Fewer pickups ship ahead of redesign

DETROIT - General Motors’ net income fell 14 percent in the first quarter, as it earned less money in North America while preparing to introduce a redesigned version of its best-selling vehicle, the Silverado pickup.

GM earned $865 million, or 58 cents per share, down from $1 billion, or 60 cents per share, in the January-March period a year ago. But excluding one-time items, GM’s earnings of 67 cents per share topped analysts’ forecast for 54 cents, according to FactSet.

Revenue also topped Wall Street’s expectations, and the company lost less money in Europe than a year ago.

GM’s shares rose 3.3 percent to close at $31.16. At one point, they hit $31.75, the highest level since July 2011. They’re up 8 percent since the beginning of the year.

Worldwide sales rose 3.6 percent to more than 2.3 million. GM reported record sales in China, its biggest market. And the automaker increased its share of the North American market as sales in the U.S. rose 9 percent.

GM’s earnings in North America fell 12.5 percent from a year ago to $1.4 billion. Chief Financial Officer Dan Ammann said GM shipped fewer pickups ahead of the introduction of its newly redesigned Chevrolet Silverado and GMC Sierra full-size pickups. Those go on sale in a few weeks. Auto companies book profits on a vehicle when it leaves the factory.

GM’s report echoed Chrysler Group’s earlier this week. Chrysler also reduced vehicle shipments ahead of the introduction of the new Jeep Cherokee, and its earnings tumbled 65 percent to $166 billion.

GM sold a record 816,373 vehicles in China, up 10 percent from the first quarter a year ago. Among the hot sellers was the Cadillac XTS full-size sedan, which went on sale in China in February. Chinese buyers snapped up more than 2,000 XTS sedans in March alone, despite their steep starting price of $56,000.

Profits in GM’s international operations, which include China, fell 5 percent to $495 million. Ammann said gains in China were offset by weakness in other regions, including India.

The XTS and smaller ATS also helped GM in the U.S., where the company sold 664,964 cars and trucks in the quarter and outpaced the industry’s gain of 6 percent.

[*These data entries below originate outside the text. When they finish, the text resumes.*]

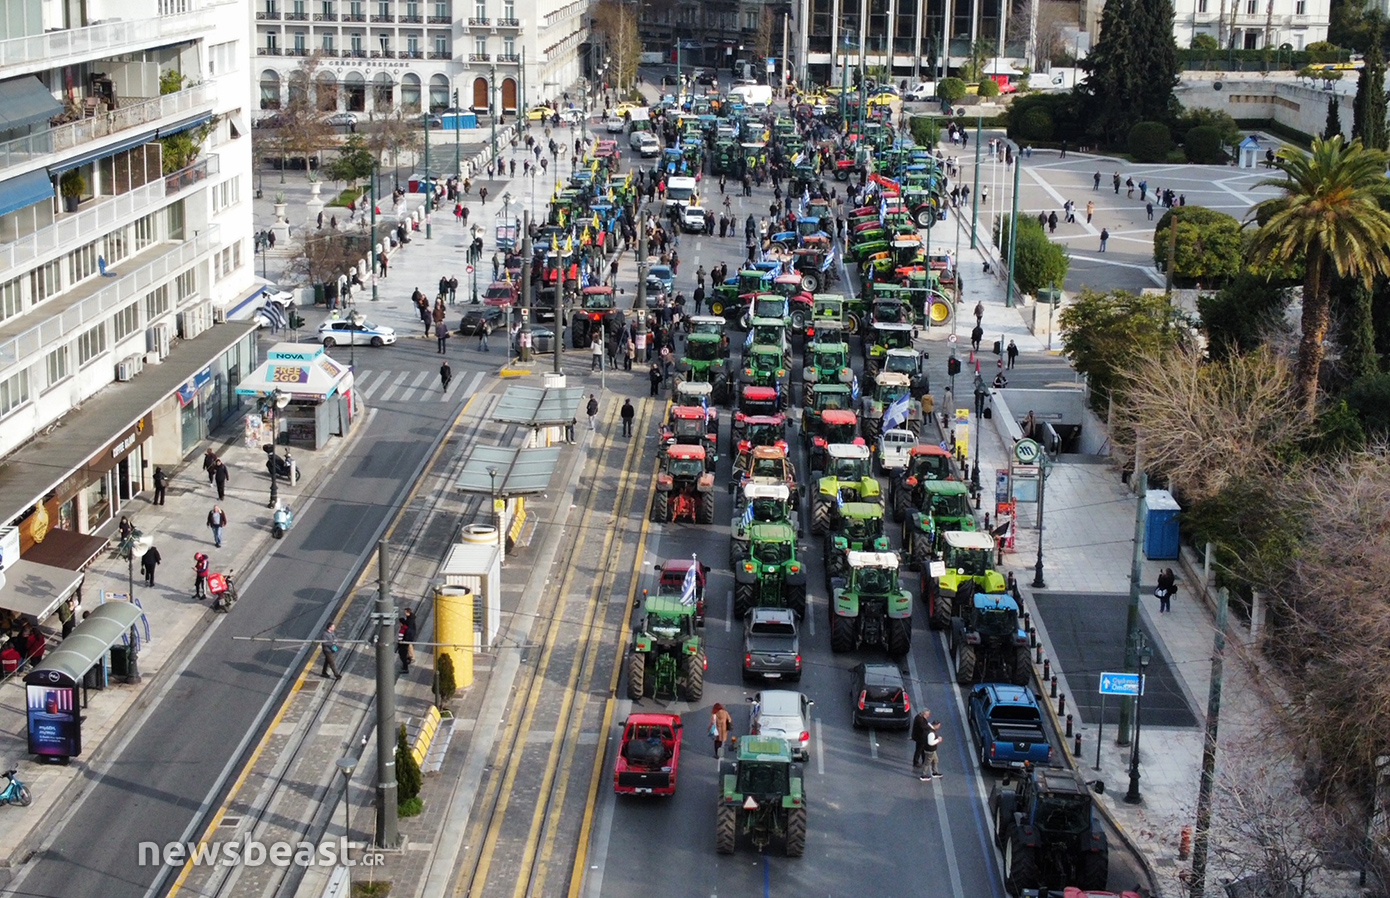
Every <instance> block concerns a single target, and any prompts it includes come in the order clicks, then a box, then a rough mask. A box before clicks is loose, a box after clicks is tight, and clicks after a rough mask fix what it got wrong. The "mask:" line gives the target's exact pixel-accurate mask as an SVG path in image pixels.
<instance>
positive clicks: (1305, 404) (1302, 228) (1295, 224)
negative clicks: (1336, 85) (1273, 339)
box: [1250, 135, 1390, 414]
mask: <svg viewBox="0 0 1390 898" xmlns="http://www.w3.org/2000/svg"><path fill="white" fill-rule="evenodd" d="M1387 158H1390V157H1387V154H1386V153H1384V152H1382V150H1375V149H1366V147H1364V146H1362V145H1361V140H1352V142H1351V143H1346V142H1344V140H1343V139H1341V135H1336V136H1333V138H1332V139H1329V140H1323V139H1322V138H1315V139H1314V142H1312V154H1311V156H1305V154H1304V153H1301V152H1298V150H1293V149H1290V147H1284V149H1282V150H1279V156H1277V161H1276V163H1275V164H1276V165H1277V167H1279V170H1280V171H1283V172H1284V177H1283V178H1269V179H1266V181H1261V182H1259V185H1258V186H1272V188H1279V189H1280V190H1283V196H1276V197H1273V199H1268V200H1265V202H1264V203H1259V204H1258V206H1255V209H1254V210H1252V211H1251V217H1250V221H1252V222H1255V224H1258V227H1259V231H1257V232H1255V239H1254V242H1252V245H1251V252H1252V254H1254V257H1255V261H1262V263H1279V264H1282V263H1284V261H1289V260H1297V259H1302V260H1304V295H1302V336H1301V339H1300V341H1298V367H1297V371H1295V382H1297V385H1298V391H1300V392H1301V395H1302V400H1304V407H1305V409H1307V410H1308V413H1309V414H1311V413H1312V411H1314V409H1315V406H1316V402H1318V370H1319V368H1320V367H1322V354H1323V350H1322V342H1323V339H1325V338H1326V336H1327V324H1329V321H1330V318H1332V297H1330V293H1332V282H1333V278H1334V277H1340V278H1358V279H1361V281H1362V282H1365V285H1366V286H1368V288H1369V286H1371V282H1372V281H1373V279H1375V278H1376V275H1387V274H1390V211H1386V206H1387V204H1390V179H1387V178H1386V164H1387Z"/></svg>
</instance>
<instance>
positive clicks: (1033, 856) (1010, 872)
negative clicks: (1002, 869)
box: [1004, 830, 1042, 895]
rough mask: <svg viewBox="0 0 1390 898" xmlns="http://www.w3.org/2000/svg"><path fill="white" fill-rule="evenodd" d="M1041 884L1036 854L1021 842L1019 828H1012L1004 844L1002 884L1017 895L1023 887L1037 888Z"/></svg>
mask: <svg viewBox="0 0 1390 898" xmlns="http://www.w3.org/2000/svg"><path fill="white" fill-rule="evenodd" d="M1041 884H1042V879H1041V877H1040V876H1038V862H1037V856H1034V854H1033V849H1031V848H1029V847H1027V845H1024V844H1023V837H1022V835H1020V834H1019V830H1012V831H1011V833H1009V841H1006V842H1005V844H1004V885H1005V887H1006V888H1008V890H1009V894H1011V895H1019V894H1022V892H1023V890H1024V888H1037V887H1038V885H1041Z"/></svg>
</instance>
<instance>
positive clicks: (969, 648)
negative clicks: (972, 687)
mask: <svg viewBox="0 0 1390 898" xmlns="http://www.w3.org/2000/svg"><path fill="white" fill-rule="evenodd" d="M956 683H958V684H960V685H972V684H973V683H974V646H973V645H967V644H966V645H958V646H956Z"/></svg>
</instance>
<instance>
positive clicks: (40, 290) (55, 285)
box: [29, 259, 63, 303]
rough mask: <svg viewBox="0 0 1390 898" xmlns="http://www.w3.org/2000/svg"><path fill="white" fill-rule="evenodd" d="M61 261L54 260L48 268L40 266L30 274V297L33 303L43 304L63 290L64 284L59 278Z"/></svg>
mask: <svg viewBox="0 0 1390 898" xmlns="http://www.w3.org/2000/svg"><path fill="white" fill-rule="evenodd" d="M60 264H61V263H60V261H58V260H57V259H54V260H53V261H50V263H49V264H46V266H40V267H39V268H35V270H33V271H31V272H29V297H31V300H32V302H33V303H42V302H43V300H46V299H47V297H50V296H53V295H54V293H57V292H58V289H61V286H63V282H61V279H60V277H58V274H60Z"/></svg>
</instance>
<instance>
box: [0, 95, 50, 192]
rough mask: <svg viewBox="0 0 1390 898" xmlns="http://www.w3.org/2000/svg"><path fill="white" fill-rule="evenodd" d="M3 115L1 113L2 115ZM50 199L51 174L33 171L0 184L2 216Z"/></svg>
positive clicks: (38, 171)
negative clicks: (49, 174) (49, 180)
mask: <svg viewBox="0 0 1390 898" xmlns="http://www.w3.org/2000/svg"><path fill="white" fill-rule="evenodd" d="M3 114H4V113H0V115H3ZM50 199H53V182H51V181H49V172H46V171H42V170H40V171H31V172H29V174H25V175H19V177H18V178H10V179H8V181H4V182H0V215H7V214H10V213H13V211H18V210H21V209H28V207H31V206H33V204H35V203H42V202H43V200H50Z"/></svg>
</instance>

U.S. Cadillac sales jumped 38 percent while Buick sales were up 27.5 percent on sales of the new Verano small car and Encore small utility.

Sales of the Silverado rose 22 percent in the U.S., helped by an increase in home building and other construction.

In Europe, where the government debt crisis and high unemployment have led to 18 straight months of declining industry sales, GM’s loss narrowed to $175 million from $294 million a year ago. Ammann said GM is not yet ready to say that the European auto industry has hit bottom, but the company is proceeding with its plan to invest in new products and close a German plant by 2014.

“There are things we can control and we’re making good progress on those,” he said.

GM’s European results were better than rival Ford Motor Co., which is also restructuring its European operations. Ford’s European losses more than tripled to $462 million in the first quarter. But Ford earned a record $2.4 billion in North America, or $1 billion more than GM. Ford last month reported net income of $1.6 billion for the first quarter.

GM’s revenue fell 2.3 percent to $36.9 billion in the first quarter. One-time items included a charge for currency devaluation in Venezuela.

Detroit-based GM is still 16-percent owned by the U.S. government, a legacy of the U.S. Treasury’s 2009 bailout. So far, the government has recovered about $30.4 billion of its $49.5 billion bailout and plans to sell its remaining shares. But those shares would have to sell for around $79 each - more than double GM’s current stock price - for taxpayers to break even.